Despite apparent statistically significant differences in the individual 10 biometrics between male and female golden eagle nestlings < 8 weeks old, the overlap of measurements indicates a lack of differentiation between sexes at an early age, and means individual biometrics cannot be used on their own to discriminate between the sexes in these young nestlings. Genetic diversity and natural pressures, which underpin natural selection, enable a wide variability in sizes in any natural population (Pfister and Stevens 2002). Consequently, it is unsurprising that larger than average male golden eagle nestlings can fall within the range of smaller than average females, and vice versa. Using ‘wing length’ as a proxy for maturity and age (Bortolotti 1984) across the growing period suggests that differentiation will only begin to resolve some time after seven and a half weeks of age, even when individuals are grouped into age categories.

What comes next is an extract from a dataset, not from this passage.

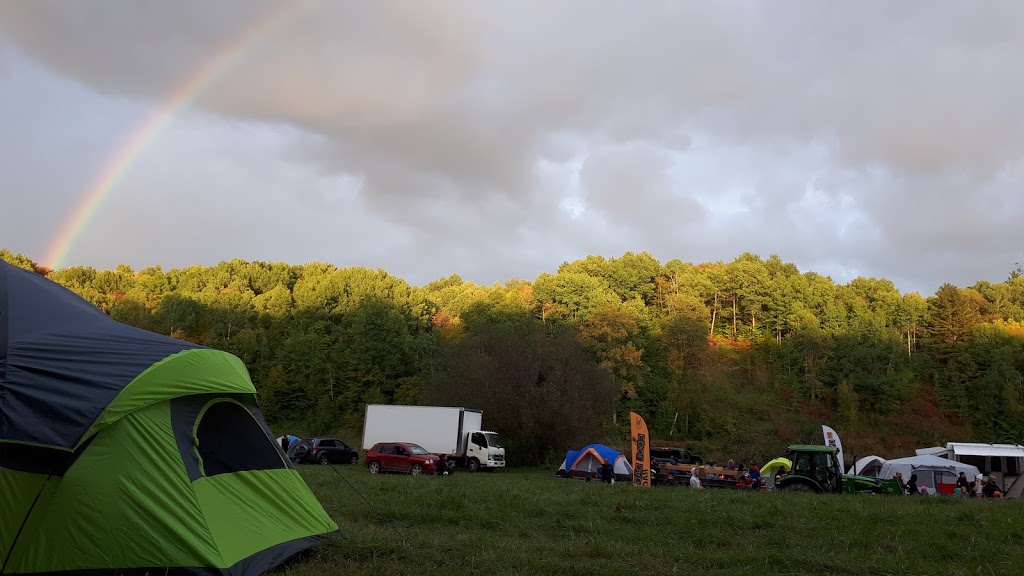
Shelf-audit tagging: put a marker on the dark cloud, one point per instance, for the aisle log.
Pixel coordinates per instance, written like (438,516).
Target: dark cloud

The examination of the data across the growing period suggests differentiation will only begin to resolve some time after seven and a half weeks of age, even when individuals are grouped into age categories, males and females overlap, preventing any clear sexual differentiation (Supplementary Fig. 3b, d).

The results also shed doubt on previously published growth curves, which use weight and foot size to infer the sex of nestlings to document differences in male and female nestling growth rates (Ellis 1979). Ellis’ growth curves were later used by Watson (2010) as guidance for sexing golden eagle nestlings. These growth curves were created prior to molecular techniques becoming available and rely on the assumption that there are differences in weight between the sexes or use weight to make that characterisation. The overlap of weight data found between sexes in the present study shows that this linear variable does not discriminate between males and females aged under 7.5 weeks of age.

Studies of avian ecology, biology, behaviour and genetics frequently depend on reliable methods to sex individuals, as do practical conservation efforts such as the current golden eagle reinforcement project in Scotland. For example, the monitoring of sex ratios across a population can be used to indicate health problems in a population and/or environmental problems across an area (Hayes et al. 2002, 2010; Bouland et al. 2012; Székely et al. 2014). Similarly, the success of the current Scottish golden eagle translocation program to establish a new breeding population will, in part, be determined by ensuring appropriate sex ratios of the individuals released. Based on the findings of this work, the use of morphometric measurements is not appropriate for sexing golden eagle nestlings, and existing molecular tools should continue to be used until alternative methods of sex determination are developed.